La PEEP Maroc attaque en justice l’AEFE sur les frais de scolarité, Abdellah Belemlih s’explique

La PEEP Maroc attaque en justice l’AEFE sur les frais de scolarité, Abdellah Belemlih s’explique

Les bras-de-fer perpétuels suscités par la hausse des frais de scolarité entre l’AEFE et les associations de parents d’élèves ne se traduisent plus par l’organisation de Sit-In devant les grilles des écoles françaises au Maroc. Ils prennent aujourd’hui une forme plus juridique après que la PEEP Maroc a décidé, le 11 février dernier, de saisir la justice française en France (Tribunal de Montreuil). Pour en savoir plus sur les raisons et les motivations qui ont conduit à une action en justice, Lesfrancais.press a interrogé Abdellah Belemlih, Président de l’association des Parents d’Élèves de l’Enseignement Public Français au Maroc. Pour lui, « les parents veulent avant tout comprendre clairement les raisons des hausses. »

Les parents d’élèves et la hausse des frais de scolarité

Lesfrancais.press : « Pourquoi avoir décidé d’instruire une action en justice en France pour dénoncer la hausse des frais de scolarité ? »
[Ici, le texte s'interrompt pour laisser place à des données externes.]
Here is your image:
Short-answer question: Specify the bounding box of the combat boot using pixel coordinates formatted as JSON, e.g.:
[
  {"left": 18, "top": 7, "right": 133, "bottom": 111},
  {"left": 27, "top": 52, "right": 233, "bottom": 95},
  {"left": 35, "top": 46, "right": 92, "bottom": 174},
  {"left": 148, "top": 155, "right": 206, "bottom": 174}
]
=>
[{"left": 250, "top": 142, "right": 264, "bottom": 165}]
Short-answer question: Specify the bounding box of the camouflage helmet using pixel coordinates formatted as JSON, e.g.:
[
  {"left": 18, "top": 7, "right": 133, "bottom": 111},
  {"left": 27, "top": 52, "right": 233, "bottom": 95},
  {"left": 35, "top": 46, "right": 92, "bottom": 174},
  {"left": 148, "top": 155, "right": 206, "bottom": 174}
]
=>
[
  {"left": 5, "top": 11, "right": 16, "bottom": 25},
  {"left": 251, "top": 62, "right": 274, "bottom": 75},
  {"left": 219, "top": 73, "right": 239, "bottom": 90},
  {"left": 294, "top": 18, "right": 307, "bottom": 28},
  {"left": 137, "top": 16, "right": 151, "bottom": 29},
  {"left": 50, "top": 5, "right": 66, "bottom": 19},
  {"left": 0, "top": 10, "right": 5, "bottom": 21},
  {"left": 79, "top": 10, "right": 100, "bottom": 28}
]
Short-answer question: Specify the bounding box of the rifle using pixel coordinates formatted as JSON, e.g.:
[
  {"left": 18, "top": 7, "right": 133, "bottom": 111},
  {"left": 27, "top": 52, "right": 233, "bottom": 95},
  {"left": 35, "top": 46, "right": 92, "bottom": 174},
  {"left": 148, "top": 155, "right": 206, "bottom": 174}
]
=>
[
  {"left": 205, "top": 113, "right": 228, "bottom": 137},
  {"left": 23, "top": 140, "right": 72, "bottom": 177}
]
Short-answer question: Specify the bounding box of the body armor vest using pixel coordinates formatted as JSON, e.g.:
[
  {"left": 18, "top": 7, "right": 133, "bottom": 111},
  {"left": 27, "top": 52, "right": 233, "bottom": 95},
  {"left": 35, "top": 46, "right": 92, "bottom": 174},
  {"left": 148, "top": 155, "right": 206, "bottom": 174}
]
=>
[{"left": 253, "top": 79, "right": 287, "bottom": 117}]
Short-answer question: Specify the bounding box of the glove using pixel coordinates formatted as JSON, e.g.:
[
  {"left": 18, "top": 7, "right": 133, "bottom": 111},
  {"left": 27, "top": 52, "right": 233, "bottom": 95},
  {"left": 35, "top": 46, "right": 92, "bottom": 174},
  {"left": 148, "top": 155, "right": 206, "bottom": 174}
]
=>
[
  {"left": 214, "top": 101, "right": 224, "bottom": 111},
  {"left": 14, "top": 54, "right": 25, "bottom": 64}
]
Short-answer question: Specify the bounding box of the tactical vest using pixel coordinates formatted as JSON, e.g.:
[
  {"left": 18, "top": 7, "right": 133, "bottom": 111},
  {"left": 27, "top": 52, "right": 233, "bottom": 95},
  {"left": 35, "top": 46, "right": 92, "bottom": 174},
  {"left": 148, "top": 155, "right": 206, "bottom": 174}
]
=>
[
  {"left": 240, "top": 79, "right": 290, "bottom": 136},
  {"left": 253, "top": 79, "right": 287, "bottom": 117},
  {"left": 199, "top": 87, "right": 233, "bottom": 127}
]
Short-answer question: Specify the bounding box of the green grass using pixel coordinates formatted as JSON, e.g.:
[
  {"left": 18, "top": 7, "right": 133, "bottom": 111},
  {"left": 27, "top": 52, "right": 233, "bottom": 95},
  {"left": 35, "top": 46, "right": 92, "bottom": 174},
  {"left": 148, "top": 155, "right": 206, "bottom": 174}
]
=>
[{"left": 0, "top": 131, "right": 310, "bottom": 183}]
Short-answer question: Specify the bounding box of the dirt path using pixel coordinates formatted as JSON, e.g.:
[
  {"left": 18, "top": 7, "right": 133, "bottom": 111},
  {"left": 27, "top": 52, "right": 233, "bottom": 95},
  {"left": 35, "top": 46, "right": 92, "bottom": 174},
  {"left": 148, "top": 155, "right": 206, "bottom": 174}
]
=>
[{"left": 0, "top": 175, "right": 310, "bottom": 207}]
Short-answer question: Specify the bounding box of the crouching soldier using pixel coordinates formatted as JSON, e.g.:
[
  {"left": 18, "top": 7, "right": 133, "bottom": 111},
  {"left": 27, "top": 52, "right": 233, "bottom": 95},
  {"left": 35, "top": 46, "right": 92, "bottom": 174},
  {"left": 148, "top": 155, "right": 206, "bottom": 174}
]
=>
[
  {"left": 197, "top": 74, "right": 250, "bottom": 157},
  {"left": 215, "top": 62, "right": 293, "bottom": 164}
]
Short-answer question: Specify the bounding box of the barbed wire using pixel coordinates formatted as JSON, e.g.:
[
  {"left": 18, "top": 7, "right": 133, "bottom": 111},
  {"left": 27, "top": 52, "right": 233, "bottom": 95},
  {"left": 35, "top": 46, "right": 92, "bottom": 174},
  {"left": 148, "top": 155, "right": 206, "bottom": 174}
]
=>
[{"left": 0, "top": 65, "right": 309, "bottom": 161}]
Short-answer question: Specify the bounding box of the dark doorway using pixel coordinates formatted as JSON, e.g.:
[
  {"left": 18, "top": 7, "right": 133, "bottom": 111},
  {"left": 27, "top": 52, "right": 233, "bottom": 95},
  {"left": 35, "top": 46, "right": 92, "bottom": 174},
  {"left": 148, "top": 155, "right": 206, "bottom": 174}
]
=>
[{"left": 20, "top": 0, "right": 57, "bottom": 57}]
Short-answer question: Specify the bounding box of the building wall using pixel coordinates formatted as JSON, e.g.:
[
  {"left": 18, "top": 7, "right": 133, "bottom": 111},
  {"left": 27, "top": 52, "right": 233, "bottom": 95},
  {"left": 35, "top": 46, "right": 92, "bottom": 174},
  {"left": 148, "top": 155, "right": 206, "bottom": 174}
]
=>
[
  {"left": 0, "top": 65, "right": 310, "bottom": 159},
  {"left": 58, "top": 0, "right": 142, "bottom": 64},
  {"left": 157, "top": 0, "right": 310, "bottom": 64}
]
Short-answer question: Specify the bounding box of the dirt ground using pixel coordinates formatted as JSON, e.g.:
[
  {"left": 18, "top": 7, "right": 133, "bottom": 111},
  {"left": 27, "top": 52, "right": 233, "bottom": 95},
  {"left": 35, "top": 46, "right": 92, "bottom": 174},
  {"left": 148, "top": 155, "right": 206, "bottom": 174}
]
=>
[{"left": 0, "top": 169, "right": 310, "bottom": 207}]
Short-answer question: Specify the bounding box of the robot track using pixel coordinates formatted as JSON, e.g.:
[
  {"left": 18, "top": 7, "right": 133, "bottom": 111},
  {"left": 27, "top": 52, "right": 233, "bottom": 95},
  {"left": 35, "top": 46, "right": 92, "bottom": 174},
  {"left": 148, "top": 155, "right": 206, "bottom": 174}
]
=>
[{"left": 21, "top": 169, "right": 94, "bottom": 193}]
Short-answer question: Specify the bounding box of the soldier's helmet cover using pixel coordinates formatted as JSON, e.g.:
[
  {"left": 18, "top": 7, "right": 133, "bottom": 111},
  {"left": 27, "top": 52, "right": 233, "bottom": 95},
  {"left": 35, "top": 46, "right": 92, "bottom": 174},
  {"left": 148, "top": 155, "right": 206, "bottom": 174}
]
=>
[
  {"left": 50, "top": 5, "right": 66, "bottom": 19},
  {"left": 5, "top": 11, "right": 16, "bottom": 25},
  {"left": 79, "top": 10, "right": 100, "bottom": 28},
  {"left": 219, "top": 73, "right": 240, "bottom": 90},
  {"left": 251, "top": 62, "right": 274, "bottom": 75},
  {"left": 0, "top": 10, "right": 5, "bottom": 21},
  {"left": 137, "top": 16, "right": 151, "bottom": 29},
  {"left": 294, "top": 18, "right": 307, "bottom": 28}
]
Abdellah Belemlih : « En tant qu’association de parents d’élèves qui représente plus de 3500 élèves, l’association des Parents d’Elèves de l’Enseignement Public Français au Maroc (PEEP FM) reproche d’avoir abusé de la confiance des parents et du caractère arbitraire dans la prise de décision de l’AEFE (agence pour l’enseignement français à l’étranger). Ces dernières années ont été marquées par un désengagement progressif de l’État français au niveau des EGD (Établissements en Gestion Directe). Les parents d’élèves sont considérés comme une variable d’ajustement budgétaire, appelés à compenser ce désengagement. Nous subissons, année après année, des augmentations successives, jusque-là de l’ordre de 3 à 4 %, pour atteindre 6% la rentrée prochaine sans visibilité sur les années à venir. Les augmentations de frais de scolarité ne sont annoncées que quelques mois avant le démarrage de l’année scolaire, ce qui n’était pas le cas auparavant.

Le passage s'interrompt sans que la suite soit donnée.